While there were, of course, other factors impacting on my mental health, it was the trigger of that particular period of depression. But months later, even after my depression lifted a bit, I still couldn’t shake it. I still found it very upsetting and I was still having nightmares involving car crashes; as deeply as I feel things, this seemed to be sitting differently. Eventually, it occurred to me that it was potentially more than straightforward upset over the loss of a favourite character and the loss of a favourite show (maybe – I’m still not sure how I feel) and that the storyline – a sudden, completely unexpected, shocking death – had triggered me as a result of the trauma around my Dad’s death, trauma that is still relatively undealt with. It completely blindsided me. I’m still relatively in the dark on my triggers in this area, given that my coping mechanism for most of the last thirteen years has been to, essentially, bury it: facing it just felt insurmountable. But now that I’m starting to unearth it again, it appears that that earth is packed with landmines. The metaphor wears thin, but hopefully you get my point.

I don’t know how I feel about all of this but putting my thoughts into words has helped. This year has been so busy and so emotionally chaotic that I feel like I haven’t had the time or brain space to even start processing it all. In regards to the show, I don’t know whether I’ll watch the next series. Right now just the thought of it is upsetting. Nicola Walker said in an interview that “Cassie’s death wasn’t for effect; [Chris Lang, writer of Unforgotten] is going somewhere with that conversation about grief,” and while I think these are important conversations to have, I’m not sure if I have the emotional bandwidth for a fictional one when I’m already trying to manage my own very real one. I don’t know. But I really don’t want to go through this again if I can avoid it.


“Cassie’s fate may have caught viewers by surprise, but it was something Walker had discussed with the show’s creator and writer, Chris Lang. ‘We were talking from the beginning, really, about what he was doing with this character and this story he wanted to tell,’ Walker told TV Insider. ‘Chris and I were always interested in looking at the cost of being involved with these sorts of cases that we all love watching on television.

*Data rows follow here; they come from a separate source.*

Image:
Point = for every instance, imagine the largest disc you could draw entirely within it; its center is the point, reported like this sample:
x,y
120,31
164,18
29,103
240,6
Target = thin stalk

Cassie does not have superpowers. She’s an ordinary person who’s really good at her job, and it took her to the place of having an emotional breakdown… We talked a lot after Season 3 about where it was going to go, and it was a joint decision,’ she adds. ‘I think the clues were there in Season 3. The title of the show is Unforgotten and I think there’s a great deal of narrative beauty to this woman. She’s not going to be forgotten. I felt like she was quietly very unusual on television because she was a real person.'” (x)

I keep coming back to this quote. I agree with it, with what she says about Cassie, but I still don’t understand why Cassie had to die, why she had to die in a shocking, brutal way. Maybe I never will. Most of all, I’m sad. I’m sad that a show I loved will forever be entwined with distress and painful memories.